KAÏRO (Kiyoshi Kurosawa, 2001)
Après avoir fait un tour en ville chez Nakata, le fantôme nippon semble définitivement abandonner les puits glacés et ses infiltrations pour le confort des appartements tokyoïtes. Mais celui-ci est de courte durée: en effet, la capitale court tout droit vers un saisissant apocalypse. Les fantômes ne s’invitent plus par l’écran de télévision, mais errent, sans but, sur internet. Comme le miroir d’une ville qui se vide petit à petit, où la solitude urbaine devient meurtrière. Des otakus repliés sur eux-mêmes ou de simples jeunes filles en fleur qui s’effacent, comme des cendres sur un mur blanc. Le passage entre les mondes ne s’effectue plus entre ville et campagne (ou sur les ponts, là où les fantômes attendent les vivants), mais à l’intérieur même de la cité, au décor rendu expressionniste par ces rubans rouges qui désignent les endroits hantés. Le spectre conserve ses particularités (une façon singulière de se mouvoir, un travail sur le son), mais n’a plus son look archétypal – ce fantôme-là est commun, il peut être n’importe qui, le visage parfois flou, à l’image des peintures de Bacon dont Kiyoshi Kurosawa dit s’être inspiré. Il est perdu, ne cherche pas à se venger, mais vampirise les vivants comme pour une séance d’hypnose. "La mort est un isolement éternel" soupire un spectre, et Kaïro parle de cette solitude, d’un Japon déshumanisé et avalé par ses fantômes, quelques apparitions flottantes, angoissées et suicidaires. Kiyoshi Kurosawa, auteur un an auparavant du brillant Séance, signe probablement ici le chef d’œuvre de ce renouveau.
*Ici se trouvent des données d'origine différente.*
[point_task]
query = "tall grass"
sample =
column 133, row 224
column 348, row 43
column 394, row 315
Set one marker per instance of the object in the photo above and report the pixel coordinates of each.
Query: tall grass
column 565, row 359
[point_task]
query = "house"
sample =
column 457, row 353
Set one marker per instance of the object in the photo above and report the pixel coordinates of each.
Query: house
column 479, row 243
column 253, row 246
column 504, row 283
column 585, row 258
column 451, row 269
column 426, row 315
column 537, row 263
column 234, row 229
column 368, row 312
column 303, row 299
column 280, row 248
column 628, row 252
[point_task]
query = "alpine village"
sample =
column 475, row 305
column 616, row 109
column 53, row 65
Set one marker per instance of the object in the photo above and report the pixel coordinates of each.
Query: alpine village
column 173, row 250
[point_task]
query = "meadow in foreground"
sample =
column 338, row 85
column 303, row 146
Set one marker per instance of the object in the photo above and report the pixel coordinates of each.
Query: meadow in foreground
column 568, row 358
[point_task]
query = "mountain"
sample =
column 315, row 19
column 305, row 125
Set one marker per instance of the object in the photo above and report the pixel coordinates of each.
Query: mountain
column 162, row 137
DARK WATER (Hideo Nakata, 2002)
Alors que Ring et Kaïro se terminaient par deux fuites, en voiture ou en bateau, sans destination précise (des cieux inquiétants d’un côté, un océan infini de l’autre), Dark Water est un film refermé sur lui-même, asphyxiant, sans évasion puisque l’atmosphère tragique semble dès le début condamner son personnage, qui ne sortira qu’assez peu de son immeuble désert. L’horreur est concentrée, ici, dans un appartement, et si l’eau hantée des puits ou des lacs d’hier est absente, celle-ci s’invitera par une pluie incessante sur Tokyo. A l’image de Mizoguchi, Nakata s’intéresse davantage au mélodrame et à son personnage féminin en douleur, qu’à son film de fantômes. Le genre sert de prétexte idéal pour peindre les angoisses d’une femme face à son rôle de mère, et sa noyade, goutte à goutte, dans un monde masculin qui l’étouffe. Et si, auparavant, il n’y avait guère de moyens de s’entendre avec le spectre (vengeur ou malveillant), Dark Water marquera les tristes réconciliations. L’eau, symbole de mort, est aussi symbole de vie à travers la scène de l’ascenseur et de son liquide amniotique. L’envers et l’endroit d’une même chose, une fureur ambiguë qui est aussi un chagrin. Le renoncement désespéré de Yoshimi tranche avec la tradition du yurei eiga: c’est elle qui choisit de rejoindre le monde des morts. Un sentiment ambivalent, entre la noirceur suicidaire et la blancheur de la libération. L’horreur intime de Nakata sonne comme une conclusion, mais le genre a connu ses résurrections. A suivre?